I'm not the right person to ask about audio. I have a lot of opinions about audio and I don't have a 'sound bar' in my home.
They're fine for lots of people and generally better than whatever passes for speakers on a TV these days.
At the end of the day, reproducing audio is about moving air. A sound wave is, at the most basic level, a pressure wave moving through air (or water). Recreating that is something that takes speaker cone area. Speakers move by having energy applied to magnets attached to the speaker cone. This is what an amplifier does. It it sends energy through a wire to the magnets in speaker, making them vibrate back and forth in the right way to reproduce the audio fed into the amplifier as input.
Big speakers can make lower frequency sounds but generally not higher frequency sounds. Smaller speakers can more easily make higher frequency sounds but generally can't make lower frequency sounds. Reproducing the entire range of frequencies that a grand piano can make generally takes more than one speaker.
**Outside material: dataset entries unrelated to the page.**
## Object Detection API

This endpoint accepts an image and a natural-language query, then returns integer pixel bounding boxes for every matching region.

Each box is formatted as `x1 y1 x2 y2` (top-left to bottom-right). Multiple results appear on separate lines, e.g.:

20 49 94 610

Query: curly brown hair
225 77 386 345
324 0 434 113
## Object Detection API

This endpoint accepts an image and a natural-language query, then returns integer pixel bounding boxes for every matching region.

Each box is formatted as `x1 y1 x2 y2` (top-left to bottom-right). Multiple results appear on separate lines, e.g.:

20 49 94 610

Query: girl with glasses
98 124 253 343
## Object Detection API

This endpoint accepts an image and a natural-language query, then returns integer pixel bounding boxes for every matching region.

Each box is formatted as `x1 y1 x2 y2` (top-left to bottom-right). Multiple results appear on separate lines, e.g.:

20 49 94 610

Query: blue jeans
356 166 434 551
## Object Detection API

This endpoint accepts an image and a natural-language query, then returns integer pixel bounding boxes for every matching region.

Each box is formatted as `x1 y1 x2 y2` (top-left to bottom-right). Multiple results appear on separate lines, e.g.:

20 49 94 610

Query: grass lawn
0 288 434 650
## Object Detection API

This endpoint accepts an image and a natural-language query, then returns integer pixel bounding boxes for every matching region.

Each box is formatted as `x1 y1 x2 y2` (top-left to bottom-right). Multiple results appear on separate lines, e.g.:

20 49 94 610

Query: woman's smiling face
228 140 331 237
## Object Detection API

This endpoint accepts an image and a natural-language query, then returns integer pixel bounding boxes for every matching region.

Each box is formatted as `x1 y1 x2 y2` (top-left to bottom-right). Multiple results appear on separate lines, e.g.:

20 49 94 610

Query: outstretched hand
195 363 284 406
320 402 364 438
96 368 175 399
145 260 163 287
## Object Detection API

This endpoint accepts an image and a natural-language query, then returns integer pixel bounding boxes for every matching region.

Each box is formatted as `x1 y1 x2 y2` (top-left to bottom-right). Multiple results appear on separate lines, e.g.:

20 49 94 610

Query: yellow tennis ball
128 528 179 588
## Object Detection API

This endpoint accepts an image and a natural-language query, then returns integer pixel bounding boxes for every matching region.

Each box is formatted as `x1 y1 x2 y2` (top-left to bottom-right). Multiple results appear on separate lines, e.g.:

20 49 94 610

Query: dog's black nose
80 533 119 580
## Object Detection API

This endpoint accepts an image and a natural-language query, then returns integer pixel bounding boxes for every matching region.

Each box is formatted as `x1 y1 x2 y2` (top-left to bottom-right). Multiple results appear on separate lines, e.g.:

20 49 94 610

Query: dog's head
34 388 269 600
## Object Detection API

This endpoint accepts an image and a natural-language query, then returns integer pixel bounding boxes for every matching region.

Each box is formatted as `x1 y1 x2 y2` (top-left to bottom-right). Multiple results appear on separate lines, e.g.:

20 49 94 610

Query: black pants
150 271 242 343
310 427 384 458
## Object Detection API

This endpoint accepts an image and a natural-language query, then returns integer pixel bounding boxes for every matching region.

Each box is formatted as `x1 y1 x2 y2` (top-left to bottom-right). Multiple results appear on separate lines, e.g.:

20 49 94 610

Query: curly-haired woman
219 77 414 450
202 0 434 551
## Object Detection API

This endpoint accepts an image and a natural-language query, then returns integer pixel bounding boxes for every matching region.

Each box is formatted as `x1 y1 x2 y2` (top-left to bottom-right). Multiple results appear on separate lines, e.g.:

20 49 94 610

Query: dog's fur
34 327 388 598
You generally need a small one and a big one. The thump of a bass or the beat of kick drum (or the rumble of an explosion in a movie) typically takes a pretty big speaker; people often use a subwoofer for that task.
The bigger a speaker is, the more power (typically measured in watts) it takes to drive it. The power requirements ramp up in a non-linear way. A dialog only scene in a movie or just the radio playing low as background music might take 1 or 2 watts of power. A big, loud explosion or the bass track of your favorite song turned up to party levels might take several hundred watts of power to drive the big speakers needed to properly reproduce the sounds.
At the small end of the scale, differences in amplifier power matter. 5 watts is better than 3, for example. Just like 15 watts is better than 8. But, quickly, you need to start changing an order of magnitude to really matter. A 60 watt amplifier isn't really all that different than a 50 watt amp. 125 watts isn't much different than 100. 100 watts is quite different than 15 watts. Just like 500 watts is noticeably different than 100.
So far, I don't think I've said anything that'll start an argument.

Personally, I think more traditional speaker & amplifier setups sound better and are a better value than most sound bars. But lots of people really like the conveniences of a sound bar.